Create tagged difference of two sequences.
[(string, element)...] or ([(string, element)...], float)
itdiff(seq_old, seq_new, reductf=None, cutoff=0.6, diffr=False)
Create interleaved tagged difference of two sequences.
[(string, string)...] or ([(string, string)...], float)
word_diff(text_old, text_new, markup=False, format=None, diffr=False)
Create word-level difference between old and new text.
string/ColorString/None or (string/ColorString/None, float)
word_ediff(text_old, text_new, markup=False, format=None, colorize=False, diffr=False)
Create word-level embedded difference between old and new texts.
string or None
word_ediff_to_old(dtext)
Recover old version (-) from text with embedded differences.
string or None
word_ediff_to_new(dtext)
Recover new version (+) from text with embedded differences.
string or list or None
word_ediff_to_rem(dtext, sep=' ')
Recover removed segments (-) from text with embedded differences.
string or list or None
word_ediff_to_add(dtext, sep=' ')
Recover added segments (+) from text with embedded differences.
[[(string, string)...]...] or ([([(string, string)...], float)...], float)
line_diff(lines_old, lines_new, markup=False, format=None, diffr=False)
Create word-level difference between old and new lines of text.
[string...] or ([(string, float)...], float)
line_ediff(lines_old, lines_new, markup=False, format=None, colorize=False, diffr=False)
Create word-level embedded difference between old and new lines of text.
list of strings
line_ediff_to_old(dlines)
Recover old version (-) from lines of text with embedded differences.
list of strings
line_ediff_to_new(dlines)
Recover new version (+) from lines of text with embedded differences.
list of index tuples
adapt_spans(otext, ftext, spans, merge=True)
Adapt matched spans in filtered text to original text.
[(string, int/None, [(string, string)...])...] or ([(string, int/None, [(string, string)...], float)...], float)
msg_diff(msg1, msg2, pfilter=None, addrem=None, diffr=False)
Create word-level difference between extraction-invariant parts of messages.
type(emsg or msg2 or msg1 or None) or (type(~), float)
msg_ediff(msg1, msg2, pfilter=None, addrem=None, emsg=None, ecat=None, eokpos=None, enoctxt=None, emptydc=False, colorize=False, diffr=False)
Create word-level embedded difference between extraction-invariant parts of messages.
type of first non-None of rmsg, emsg, or None
msg_ediff_to_new(emsg, rmsg=None)
Resolve message with embedded difference to the newer message.
 
msg_ediff_to_old(emsg, rmsg=None)
Resolve message with embedded difference to the older message.
float
editprob(oldtext, newtext)
Compute the probability that a human would rather edit the old text to obtain the new text, then write it from scratch.
None or float or (float, int, int)
descprob(descpath, ancpath, cutoff=None, getcsz=False)
Compute the probability that one PO file is a descendant of another.
Variables
  __package__ = 'pology'
  x = 'msgid_plural'
Function Details

tdiff(seq_old, seq_new, reductf=None, diffr=False)

 

Create tagged difference of two sequences.

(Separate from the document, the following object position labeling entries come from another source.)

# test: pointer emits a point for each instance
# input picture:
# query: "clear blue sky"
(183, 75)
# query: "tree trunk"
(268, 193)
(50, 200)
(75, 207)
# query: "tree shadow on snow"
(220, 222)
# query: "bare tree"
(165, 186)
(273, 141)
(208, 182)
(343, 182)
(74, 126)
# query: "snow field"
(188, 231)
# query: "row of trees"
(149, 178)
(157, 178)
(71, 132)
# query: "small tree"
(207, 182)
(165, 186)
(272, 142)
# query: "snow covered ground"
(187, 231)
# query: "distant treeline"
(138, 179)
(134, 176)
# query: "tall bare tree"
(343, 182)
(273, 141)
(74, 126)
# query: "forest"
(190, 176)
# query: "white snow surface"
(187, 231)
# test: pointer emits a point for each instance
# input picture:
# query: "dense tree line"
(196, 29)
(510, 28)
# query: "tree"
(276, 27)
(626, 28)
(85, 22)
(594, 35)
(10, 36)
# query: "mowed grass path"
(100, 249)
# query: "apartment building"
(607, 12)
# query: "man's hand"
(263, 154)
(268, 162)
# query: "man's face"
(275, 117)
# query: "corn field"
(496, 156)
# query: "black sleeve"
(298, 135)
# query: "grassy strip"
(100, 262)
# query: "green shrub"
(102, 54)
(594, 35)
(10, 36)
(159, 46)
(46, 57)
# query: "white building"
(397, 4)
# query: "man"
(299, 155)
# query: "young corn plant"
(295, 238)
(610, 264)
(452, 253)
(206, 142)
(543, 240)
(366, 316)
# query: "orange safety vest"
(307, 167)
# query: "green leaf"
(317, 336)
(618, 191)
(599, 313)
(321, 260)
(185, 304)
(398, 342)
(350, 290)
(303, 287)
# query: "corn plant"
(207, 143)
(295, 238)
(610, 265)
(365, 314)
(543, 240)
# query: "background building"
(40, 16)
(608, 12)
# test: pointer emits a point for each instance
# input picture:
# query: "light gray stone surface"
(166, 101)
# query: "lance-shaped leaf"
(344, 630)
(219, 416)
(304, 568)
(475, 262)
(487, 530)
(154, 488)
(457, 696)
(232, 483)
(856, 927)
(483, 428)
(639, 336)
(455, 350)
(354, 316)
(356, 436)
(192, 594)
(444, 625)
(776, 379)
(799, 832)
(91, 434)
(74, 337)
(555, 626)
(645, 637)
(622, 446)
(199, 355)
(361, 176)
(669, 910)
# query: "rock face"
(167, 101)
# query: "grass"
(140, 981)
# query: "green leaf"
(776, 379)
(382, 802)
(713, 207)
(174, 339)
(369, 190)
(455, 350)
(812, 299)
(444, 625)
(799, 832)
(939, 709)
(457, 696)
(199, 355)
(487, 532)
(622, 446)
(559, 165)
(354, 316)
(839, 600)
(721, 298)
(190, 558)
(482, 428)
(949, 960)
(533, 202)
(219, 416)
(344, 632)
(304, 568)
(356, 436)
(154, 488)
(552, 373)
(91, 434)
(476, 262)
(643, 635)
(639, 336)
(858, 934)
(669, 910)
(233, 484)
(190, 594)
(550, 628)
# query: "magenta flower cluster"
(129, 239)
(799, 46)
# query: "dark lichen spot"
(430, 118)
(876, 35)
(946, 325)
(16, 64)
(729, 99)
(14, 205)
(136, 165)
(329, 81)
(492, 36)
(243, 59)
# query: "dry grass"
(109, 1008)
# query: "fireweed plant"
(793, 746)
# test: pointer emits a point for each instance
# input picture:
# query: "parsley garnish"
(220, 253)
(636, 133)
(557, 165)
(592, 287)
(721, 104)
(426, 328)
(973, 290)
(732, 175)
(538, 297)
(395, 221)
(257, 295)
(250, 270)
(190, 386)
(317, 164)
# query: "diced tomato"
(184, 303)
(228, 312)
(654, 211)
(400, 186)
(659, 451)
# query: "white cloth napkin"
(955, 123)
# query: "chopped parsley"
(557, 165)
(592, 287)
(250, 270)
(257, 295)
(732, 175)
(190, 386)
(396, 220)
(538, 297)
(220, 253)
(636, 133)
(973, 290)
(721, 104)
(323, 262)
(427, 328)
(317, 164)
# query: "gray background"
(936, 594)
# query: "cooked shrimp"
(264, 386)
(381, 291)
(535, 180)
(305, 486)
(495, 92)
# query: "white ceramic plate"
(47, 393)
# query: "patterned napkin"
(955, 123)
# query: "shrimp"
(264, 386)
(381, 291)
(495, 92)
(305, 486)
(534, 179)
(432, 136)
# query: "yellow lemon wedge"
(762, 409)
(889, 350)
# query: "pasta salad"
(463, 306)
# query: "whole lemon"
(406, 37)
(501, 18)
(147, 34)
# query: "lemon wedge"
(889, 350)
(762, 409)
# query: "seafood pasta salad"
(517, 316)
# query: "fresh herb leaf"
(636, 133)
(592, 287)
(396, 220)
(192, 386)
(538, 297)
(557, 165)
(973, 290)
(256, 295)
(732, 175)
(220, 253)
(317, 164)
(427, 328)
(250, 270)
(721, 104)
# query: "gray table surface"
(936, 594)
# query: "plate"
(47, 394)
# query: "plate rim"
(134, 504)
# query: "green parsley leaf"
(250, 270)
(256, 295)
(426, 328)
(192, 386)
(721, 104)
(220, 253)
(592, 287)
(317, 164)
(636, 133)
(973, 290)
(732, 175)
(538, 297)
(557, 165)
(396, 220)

Difference is presented as a list of tuples, with each tuple composed of a difference tag and a sequence element. Difference tag is string "+", "-", or " ", for elements which belong to the old, the new, or to both sequences, respectively.

The list is ordered such that collecting all elements not tagged as old will reconstruct the new sequence, and collecting all not tagged as new will reconstruct the old sequence.

If requested by the diffr parameter, also reported is the difference ratio, a heuristic measure of difference between two texts. 0.0 means no difference, and 1.0 that sequences are completely different.

Examples:

   >>> s1 = "A type of foo".split()
   >>> s2 = "A kind of foo".split()
   >>> tdiff(s1, s2)
   [(' ', 'A'), ('-', 'type'), ('+', 'kind'), (' ', 'of'), (' ', 'foo')]
   >>> tdiff(s1, s2, diffr=True)
   ([(' ', 'A'), ('-', 'type'), ('+', 'kind'), (' ', 'of'), (' ', 'foo')],
   0.25)

To be able to diff them, sequence elements only need to be hashable. However, for compound elements it may be better to diff them only by some subset of data, e.g. by one of their string attributes. Parameter reductf can be used to specify a reduction function, which will be called on each element to produce its diffing representative.

Parameters:
  • seq_old (sequence with hashable elements) - sequence to diff from
  • seq_new (sequence with hashable elements) - sequence to diff to
  • reductf ((sequence element) -> diffing representative) - function to produce diffing representatives
  • diffr (bool) - whether to report difference ratio
Returns: [(string, element)...] or ([(string, element)...], float)
difference list and possibly difference ratio

itdiff(seq_old, seq_new, reductf=None, cutoff=0.6, diffr=False)

 

Create interleaved tagged difference of two sequences.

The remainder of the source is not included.